News Corp Australia owns a range of local assets, including The Australian, The Herald Sun and The Daily Telegraph.Credit:Rhett Wyman

The sources said the program was being led by national community masthead network editor, John McGourty, and Rowan Hunnam, head of digital, national regional and community network. News Corp declined to comment.

News Corp owns a range of local assets, including The Australian as well as cable TV operator Foxtel and streaming services Kayo and Binge. It is one of many media companies locally and globally that is facing financial pressure from rising costs. A weak and increasingly volatile advertising market has also exacerbated these pressures, and the publishing industry is also facing major increases in the cost of paper, caused by soaring electricity prices and shipping costs.

Managing costs is a common exercise for traditional media organisations, but the scale of this project is far bigger than usual and is currently the largest cost-cutting effort underway locally. However, it is smaller than Fairfax Media’s major cost-cutting exercise.
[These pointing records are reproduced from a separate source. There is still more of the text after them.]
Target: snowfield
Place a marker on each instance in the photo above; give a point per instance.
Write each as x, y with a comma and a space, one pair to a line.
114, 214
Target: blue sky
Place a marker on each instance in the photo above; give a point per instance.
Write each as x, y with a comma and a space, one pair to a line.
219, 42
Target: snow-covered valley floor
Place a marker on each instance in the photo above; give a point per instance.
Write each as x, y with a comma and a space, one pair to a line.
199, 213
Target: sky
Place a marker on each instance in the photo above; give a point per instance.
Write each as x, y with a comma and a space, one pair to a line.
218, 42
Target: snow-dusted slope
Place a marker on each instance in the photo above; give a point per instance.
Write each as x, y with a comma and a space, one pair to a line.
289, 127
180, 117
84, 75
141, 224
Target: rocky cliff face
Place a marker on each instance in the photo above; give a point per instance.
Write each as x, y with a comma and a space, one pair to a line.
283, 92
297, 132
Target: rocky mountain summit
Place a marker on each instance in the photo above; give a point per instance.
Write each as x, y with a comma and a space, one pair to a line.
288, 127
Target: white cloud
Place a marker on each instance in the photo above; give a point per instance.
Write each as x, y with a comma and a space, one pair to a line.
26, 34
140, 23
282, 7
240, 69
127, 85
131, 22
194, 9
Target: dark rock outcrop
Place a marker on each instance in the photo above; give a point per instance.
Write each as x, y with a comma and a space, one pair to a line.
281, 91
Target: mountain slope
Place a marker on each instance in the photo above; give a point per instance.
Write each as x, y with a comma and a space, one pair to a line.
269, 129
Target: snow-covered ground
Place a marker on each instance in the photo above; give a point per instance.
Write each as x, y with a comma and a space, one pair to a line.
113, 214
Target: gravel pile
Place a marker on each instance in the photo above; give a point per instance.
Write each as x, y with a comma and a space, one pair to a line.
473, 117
Fairfax, now owned by Nine (the owner of this masthead), cut about $100 million from its cost base in 2018. News Corp’s project is also occurring despite News Corp benefitting from lucrative licensing deals with Google and Meta, which were struck in 2021.

There are already signs News Corp Australia is making changes to drive revenue growth. This masthead reported last week the company is planning to increase the price of its tabloids across the country and will redesign its print editions.
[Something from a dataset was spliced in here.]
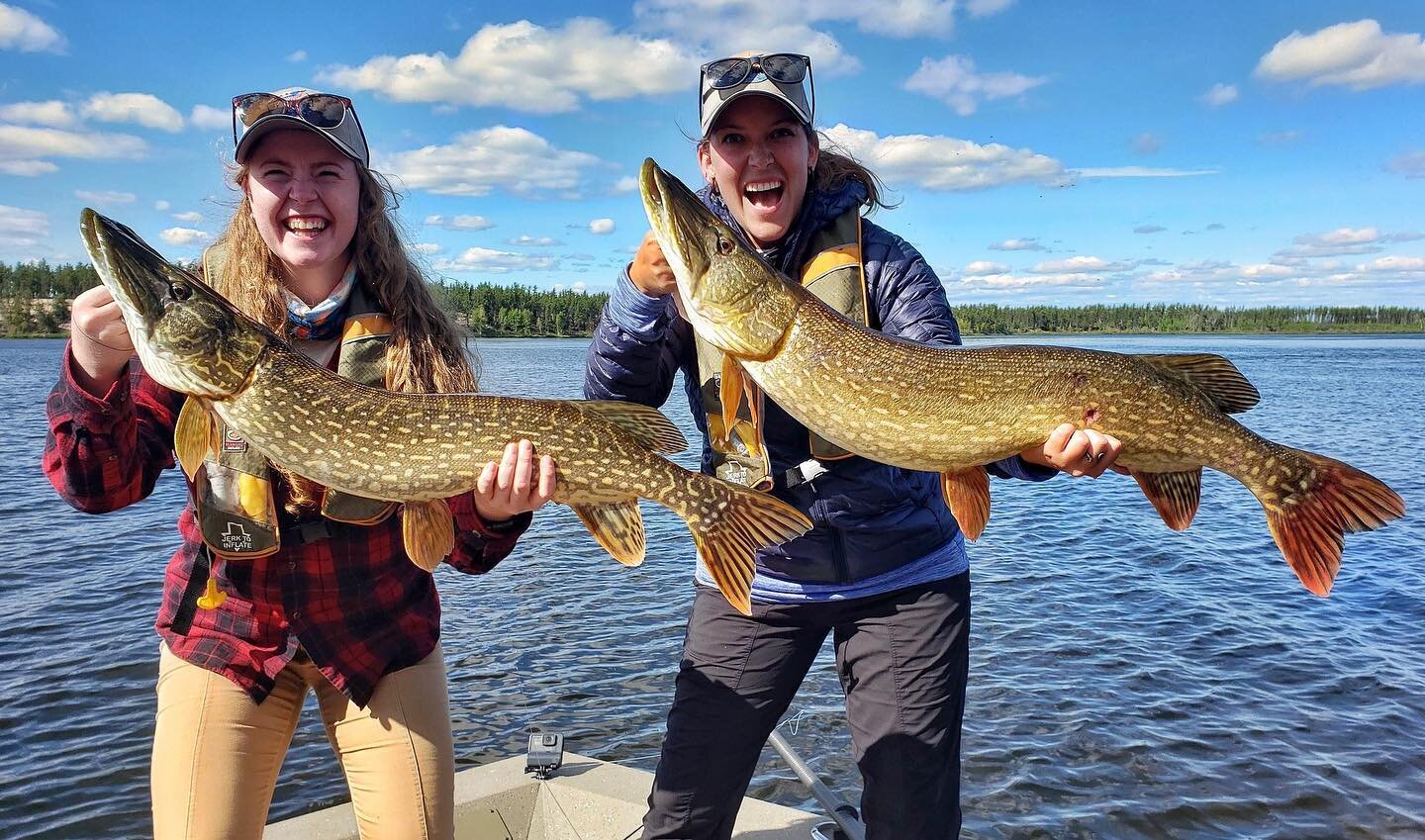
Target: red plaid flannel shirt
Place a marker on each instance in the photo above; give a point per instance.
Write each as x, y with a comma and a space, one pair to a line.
353, 601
News Corp began to transform the local division about three years ago, hiring PwC and Deloitte to consult on cost cuts, centralising editorial and commercial functions, and conducting a review of regional newspaper business. News Corp then shut more than 100 print publications, a decision that affected about 1000 jobs. Jobs were also axed at the national masthead The Australian and metropolitan newspapers, including The Daily Telegraph and The Herald Sun.

In 2021, News Corp overhauled its commercial division as part of an attempt to reposition itself as a company that was more focused on attracting readers online than in print.

The details of the proposed $20 million cost cuts are unclear, but insiders suggest it could lead to more company-wide editorial teams (News Corp currently runs a company-wide sport and business network) or in centralising production resources. If that is the case, job losses are inevitable.

The last time News Corp tried to centralise its news operations was in 2012 under then-chief executive Kim Williams. The publisher’s east coast operations fell from 19 to five under the changes implemented after Williams hired Boston Consulting Group.

News Corp Australia’s parent company, News Corp, will this week release its quarter two results to the market, where it is likely to face questions about a failed tie-up with Fox Corp and plans to sell its 80 per cent stake in digital real-estate listings company, Move.

That deal, if successful, is expected to be worth more than $US3 billion ($4.3 billion) and was enough to have changed the prospect of a tie-up between Fox and News Corp.